スケッチノートを実践することで、情報や自分の考えを整理できます。たとえば歴史の授業の内容を整理してビジュアル化する場合、歴史上の人物と出来事の関係性を考えるきっかけになります。そしてそれが整理されて視覚化されることで「なぜその人物がその出来事を起こしたのか」といった具体的な背景にまでも理解が進むでしょう。
また、調べものをまとめてビジュアル化するには、ポイントをつかんでイラストや図に落とし込む必要があります。情報を整理するなかで理解が進むだけでなく、要約する力が身につくところもメリットです。

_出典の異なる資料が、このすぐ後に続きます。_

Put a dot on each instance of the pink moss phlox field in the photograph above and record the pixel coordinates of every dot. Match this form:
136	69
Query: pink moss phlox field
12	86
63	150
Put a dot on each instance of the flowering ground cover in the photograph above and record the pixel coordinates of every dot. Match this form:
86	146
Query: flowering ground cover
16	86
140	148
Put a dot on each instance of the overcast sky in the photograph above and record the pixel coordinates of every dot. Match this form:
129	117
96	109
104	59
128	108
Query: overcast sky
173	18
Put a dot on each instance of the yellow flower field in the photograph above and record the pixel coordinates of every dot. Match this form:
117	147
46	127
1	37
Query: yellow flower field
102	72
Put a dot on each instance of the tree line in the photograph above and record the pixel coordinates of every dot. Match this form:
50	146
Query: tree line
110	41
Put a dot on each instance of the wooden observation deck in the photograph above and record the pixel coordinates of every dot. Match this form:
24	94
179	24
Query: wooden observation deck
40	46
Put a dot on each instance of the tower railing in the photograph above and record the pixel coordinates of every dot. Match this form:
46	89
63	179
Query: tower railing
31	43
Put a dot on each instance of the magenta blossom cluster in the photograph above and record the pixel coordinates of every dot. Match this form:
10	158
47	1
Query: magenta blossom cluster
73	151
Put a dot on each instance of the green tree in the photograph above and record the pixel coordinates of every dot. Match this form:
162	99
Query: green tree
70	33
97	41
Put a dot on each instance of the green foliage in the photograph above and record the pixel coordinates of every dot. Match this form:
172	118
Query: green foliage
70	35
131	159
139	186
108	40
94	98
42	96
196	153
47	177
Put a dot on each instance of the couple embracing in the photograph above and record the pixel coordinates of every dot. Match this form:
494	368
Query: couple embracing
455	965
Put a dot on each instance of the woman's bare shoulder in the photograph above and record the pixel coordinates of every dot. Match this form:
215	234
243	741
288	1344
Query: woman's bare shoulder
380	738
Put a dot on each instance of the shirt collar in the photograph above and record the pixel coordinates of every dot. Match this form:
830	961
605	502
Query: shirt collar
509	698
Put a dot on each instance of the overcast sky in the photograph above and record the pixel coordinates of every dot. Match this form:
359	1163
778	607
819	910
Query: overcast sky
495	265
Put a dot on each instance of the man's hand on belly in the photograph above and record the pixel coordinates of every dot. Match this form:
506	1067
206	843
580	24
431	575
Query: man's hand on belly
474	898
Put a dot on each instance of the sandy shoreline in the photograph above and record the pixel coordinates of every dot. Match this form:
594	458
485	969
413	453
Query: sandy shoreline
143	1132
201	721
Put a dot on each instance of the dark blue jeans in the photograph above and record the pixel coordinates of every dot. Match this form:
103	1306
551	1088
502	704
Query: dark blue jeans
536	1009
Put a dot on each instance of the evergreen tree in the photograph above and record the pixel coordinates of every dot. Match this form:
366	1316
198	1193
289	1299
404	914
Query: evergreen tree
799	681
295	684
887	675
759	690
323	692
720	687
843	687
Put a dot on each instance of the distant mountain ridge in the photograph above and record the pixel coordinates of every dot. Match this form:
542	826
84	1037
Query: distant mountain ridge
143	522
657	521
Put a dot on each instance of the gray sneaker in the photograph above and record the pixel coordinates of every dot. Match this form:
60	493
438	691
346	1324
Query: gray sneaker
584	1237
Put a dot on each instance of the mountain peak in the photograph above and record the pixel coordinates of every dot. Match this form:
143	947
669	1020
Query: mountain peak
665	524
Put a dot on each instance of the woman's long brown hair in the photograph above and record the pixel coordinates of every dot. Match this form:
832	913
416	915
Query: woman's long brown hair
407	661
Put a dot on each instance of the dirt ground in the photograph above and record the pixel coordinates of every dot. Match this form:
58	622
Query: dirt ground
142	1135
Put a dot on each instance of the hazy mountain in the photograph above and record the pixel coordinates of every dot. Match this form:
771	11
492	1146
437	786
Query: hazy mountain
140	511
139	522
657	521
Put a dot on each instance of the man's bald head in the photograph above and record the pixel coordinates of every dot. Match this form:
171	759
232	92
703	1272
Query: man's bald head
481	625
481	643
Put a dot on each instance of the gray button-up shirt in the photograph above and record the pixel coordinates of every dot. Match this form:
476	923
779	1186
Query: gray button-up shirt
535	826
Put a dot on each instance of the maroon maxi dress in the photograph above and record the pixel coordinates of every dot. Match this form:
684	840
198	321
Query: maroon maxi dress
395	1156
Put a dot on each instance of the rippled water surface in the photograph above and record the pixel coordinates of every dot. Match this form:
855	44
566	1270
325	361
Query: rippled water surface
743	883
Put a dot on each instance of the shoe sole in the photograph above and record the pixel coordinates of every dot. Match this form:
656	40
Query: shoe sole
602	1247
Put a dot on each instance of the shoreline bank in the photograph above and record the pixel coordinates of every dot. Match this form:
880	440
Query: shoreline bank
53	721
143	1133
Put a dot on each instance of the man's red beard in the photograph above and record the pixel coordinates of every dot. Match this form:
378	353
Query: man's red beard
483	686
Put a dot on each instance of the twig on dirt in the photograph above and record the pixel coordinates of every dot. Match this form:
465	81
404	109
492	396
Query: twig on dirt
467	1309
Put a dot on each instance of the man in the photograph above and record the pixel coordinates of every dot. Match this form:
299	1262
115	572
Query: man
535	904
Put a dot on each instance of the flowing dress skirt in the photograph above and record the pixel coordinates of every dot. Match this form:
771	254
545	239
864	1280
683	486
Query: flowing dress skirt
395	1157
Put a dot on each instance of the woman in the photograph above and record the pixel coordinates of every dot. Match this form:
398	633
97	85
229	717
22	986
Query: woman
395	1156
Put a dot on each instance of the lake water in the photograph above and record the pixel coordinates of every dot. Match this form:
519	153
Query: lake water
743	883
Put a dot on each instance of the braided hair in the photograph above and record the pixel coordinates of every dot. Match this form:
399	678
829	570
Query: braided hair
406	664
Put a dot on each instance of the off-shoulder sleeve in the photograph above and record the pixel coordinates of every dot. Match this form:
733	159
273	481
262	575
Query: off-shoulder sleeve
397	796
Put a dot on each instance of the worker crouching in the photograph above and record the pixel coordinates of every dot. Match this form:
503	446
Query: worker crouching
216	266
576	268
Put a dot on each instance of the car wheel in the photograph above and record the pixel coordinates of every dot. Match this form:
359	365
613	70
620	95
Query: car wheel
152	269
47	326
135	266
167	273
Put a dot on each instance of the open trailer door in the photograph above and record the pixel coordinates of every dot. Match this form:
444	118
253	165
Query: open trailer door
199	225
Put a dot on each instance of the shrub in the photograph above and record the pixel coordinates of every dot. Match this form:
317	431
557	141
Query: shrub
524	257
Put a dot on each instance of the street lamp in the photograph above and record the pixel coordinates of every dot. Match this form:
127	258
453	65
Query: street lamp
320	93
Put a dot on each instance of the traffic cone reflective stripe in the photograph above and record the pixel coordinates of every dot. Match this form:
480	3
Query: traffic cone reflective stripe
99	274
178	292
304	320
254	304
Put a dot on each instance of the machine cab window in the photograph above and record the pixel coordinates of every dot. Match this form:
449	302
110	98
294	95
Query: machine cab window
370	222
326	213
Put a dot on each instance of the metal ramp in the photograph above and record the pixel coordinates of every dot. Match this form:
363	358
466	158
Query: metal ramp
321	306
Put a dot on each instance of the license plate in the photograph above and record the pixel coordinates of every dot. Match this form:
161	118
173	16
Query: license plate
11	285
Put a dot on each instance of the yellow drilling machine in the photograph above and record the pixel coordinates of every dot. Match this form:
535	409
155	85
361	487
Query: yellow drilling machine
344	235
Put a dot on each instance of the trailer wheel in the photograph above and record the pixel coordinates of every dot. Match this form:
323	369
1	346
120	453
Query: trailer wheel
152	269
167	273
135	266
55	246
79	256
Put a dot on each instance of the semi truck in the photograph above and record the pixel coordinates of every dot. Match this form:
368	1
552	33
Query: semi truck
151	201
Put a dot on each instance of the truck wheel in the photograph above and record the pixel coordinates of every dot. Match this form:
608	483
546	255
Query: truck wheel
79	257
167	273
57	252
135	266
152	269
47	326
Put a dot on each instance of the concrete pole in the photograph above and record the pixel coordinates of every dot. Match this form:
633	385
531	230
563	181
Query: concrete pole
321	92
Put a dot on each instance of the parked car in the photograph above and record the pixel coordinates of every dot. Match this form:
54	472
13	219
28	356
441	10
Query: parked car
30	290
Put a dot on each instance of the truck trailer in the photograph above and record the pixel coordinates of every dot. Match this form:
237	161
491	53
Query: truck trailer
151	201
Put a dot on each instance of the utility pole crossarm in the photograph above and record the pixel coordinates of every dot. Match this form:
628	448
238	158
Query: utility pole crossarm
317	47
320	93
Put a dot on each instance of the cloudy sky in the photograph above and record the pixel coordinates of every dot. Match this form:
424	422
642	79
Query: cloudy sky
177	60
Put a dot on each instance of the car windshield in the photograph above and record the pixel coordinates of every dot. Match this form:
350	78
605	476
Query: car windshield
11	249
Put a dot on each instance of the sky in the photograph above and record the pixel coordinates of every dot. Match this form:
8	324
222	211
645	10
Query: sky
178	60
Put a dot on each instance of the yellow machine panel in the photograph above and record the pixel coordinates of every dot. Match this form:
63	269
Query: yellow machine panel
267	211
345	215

仕事で使えそうなアイデアなどをスケッチノートで記録しておけば、必要なときに情報を引き出して利用できます。たとえば新しい企画につながりそうな商品をインターネットで見かけた場合、その商品のことをスケッチノートでまとめておきましょう。企画会議のときに資料としてそのノートを共有すれば、会議メンバーに情報をわかりやすく伝えることもできます。
人は何かを記憶するとき、文字だけではなくビジュアルと一緒に覚えると記憶に残りやすくなると言われています。これまでに英単語をイラストと一緒に覚える暗記術を試してみた人もいるのではないでしょうか。イラストを使って情報をまとめるスケッチノートにも同様の効果が期待でき、語学学習や試験勉強に活用できるのも大きなメリットです。
スケッチノートも基本的には「ノートを取る・メモを取る」という行為になり、会議のメモや勉強のまとめ、日記やレシピなど幅広い用途に活用できます。
・議事録 ・勉強のまとめ ・本や映画のレビュー ・レシピメモ
・日記 ・旅行記 ・食レポ ・セミナーのメモ など
● シーン例1:授業のまとめにスケッチノートを活用
スケッチノートは授業のまとめとしても便利です。授業で学んだことを自分のなかで要約してビジュアル化することで、授業内容のポイントや全体像の把握につながります。また、ビジュアルは記憶に定着しやすいというメリットもあるので、スケッチノートは学習に適したノート術だといえます。ただノートを取るだけでなく“絵を描く”という行動も加わるので、勉強を楽しむきっかけにもなるでしょう。● シーン例2:料理のレシピ帳としてスケッチノートを活用
料理レシピをイラスト付きでメモしている人も多いのではないでしょうか。実は、これもひとつのスケッチノートの活用法で、材料と分量、料理のステップ、完成イメージなどをイラストとともに整理してまとめます。以上のようにある程度まとめる情報が決まっているので、スケッチノートの練習にも便利です。● シーン例3:会議やセミナーのレポートにも活用できる
会議やセミナーのレポートとしてもスケッチノートは有効です。その場で説明されたことをわかりやすく整理できるのはもちろん、ビジュアル化された要約はほかの人が見ても理解しやすいです。基本的には自分のために活用するスケッチノートですが、共有してチームのために役立てられるのも魅力でしょう。スケッチノートを始めるにあたっては、ノートとペンがあれば十分です。もちろん色を使いたい場合はカラーペンやマーカーを使ってもいいでしょう。筆記でノートを取るのと同じ道具があれば、すぐにスケッチノートに取り組めます。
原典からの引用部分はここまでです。